Aid groups working at two large migrant camps that have sprung up in Paris called on authorities on Thursday to address deteriorating conditions, which they say could lead to security and health risks.
Around 1,600 migrants, mostly from Sudan and Eritrea, have constructed makeshift shelters under an overpass in the northern Villette area — one of the largest camps in the French capital since the surge in arrivals to Europe beginning in 2015.
An additional 600 people, mainly Afghans, are sleeping in a tent city along the Canal Saint-Martin.
“The situation is increasingly alarming,” Louis Barda of Médecins du Monde said this week, calling the Villette camp “unlike any we’ve ever seen in Paris”.
While two doctors nearby were treating patients as others washed their clothes in the nearby canal, a young man suddenly began convulsing, AFP news agency witnessed on a visit to the camp.
The seizures stopped a few minutes later, but the man was muttering gibberish with a panicked look on his face. He refused to go along with first responders for treatment.
“He probably took some drugs,” Barda said, adding that he and his colleagues had noted “more and more addictions” at the site.
Tensions “have clearly gotten worse over the past two weeks,” he said, citing people who have needed treatment “after being hit with iron bars, people with gaping wounds, knife cuts”.
On Sunday a Sudanese man was seriously injured during a fight, while a young Afghan drowned in the Canal Saint-Martin last week.
Another migrant’s body was also fished out of the canal near the “Millenaire” camp at La Villette.
Meanwhile volunteers are grappling with an outbreak of respiratory and skin conditions such as scabies in the squalid, tightly packed camps.
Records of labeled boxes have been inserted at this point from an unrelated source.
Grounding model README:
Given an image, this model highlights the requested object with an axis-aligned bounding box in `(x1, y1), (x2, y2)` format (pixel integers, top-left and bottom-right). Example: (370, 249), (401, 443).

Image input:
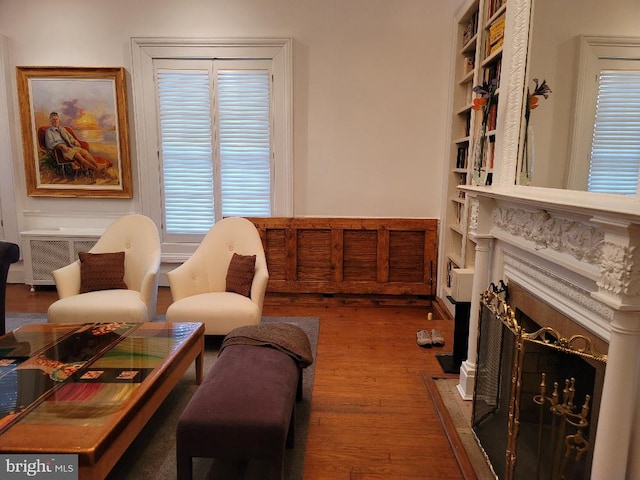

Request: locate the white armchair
(47, 215), (161, 323)
(167, 217), (269, 335)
“The security and health of the people living in these camps, but also of members of aid associations and local residents, are no longer assured,” according to a petition signed by more than 30 aid groups, released Thursday.
“I’ve been here about two weeks,” said Ahmad at the Millenaire camp. “It’s so difficult, at night it’s so cold, no good food, no washing — it’s a terrible time.”
“Three or two days ago I saw one person, someone hit him with a knife in the stomach,” he said.
Aid groups say the camps have attracted smugglers from the port city of Calais, offering them a chance to reach Britain — where many migrants believe it would be easier to find work and potentially asylum.
But “if you want go to England you have to pay 1,000 euros. It’s too expensive!” said Beniam, a 26-year-old Eritrean, who says he prefers France because of its “schools and jobs”.
“Their days are reduced to finding food, toothpaste or soap, to washing their clothes. They’re stuck in these camps and unable to imagine anything else,” said Alix of the NGO Utopia 56, declining to give her full name.
“What’s happening here is also because the state isn’t accepting its responsibilities, so citizens and associations have to pick up the slack,” she said.
Paris Mayor Anne Hidalgo has called on the government of President Emmanuel Macron to find shelter for the migrants, only to be told that unless she wants government forces to evacuate the site, the problem is hers.
The impasse has led to a series of calls for urgent action, with senior Paris priest Benoist de Sinety denouncing “a total absence of humanity”.
“If you let the camp get bigger, you’re leaving them exposed to smugglers,” said Barda of Médecins du Monde.
“They’ll do their deals and maintain the trafficking, fuelling all the tensions we’re seeing today.”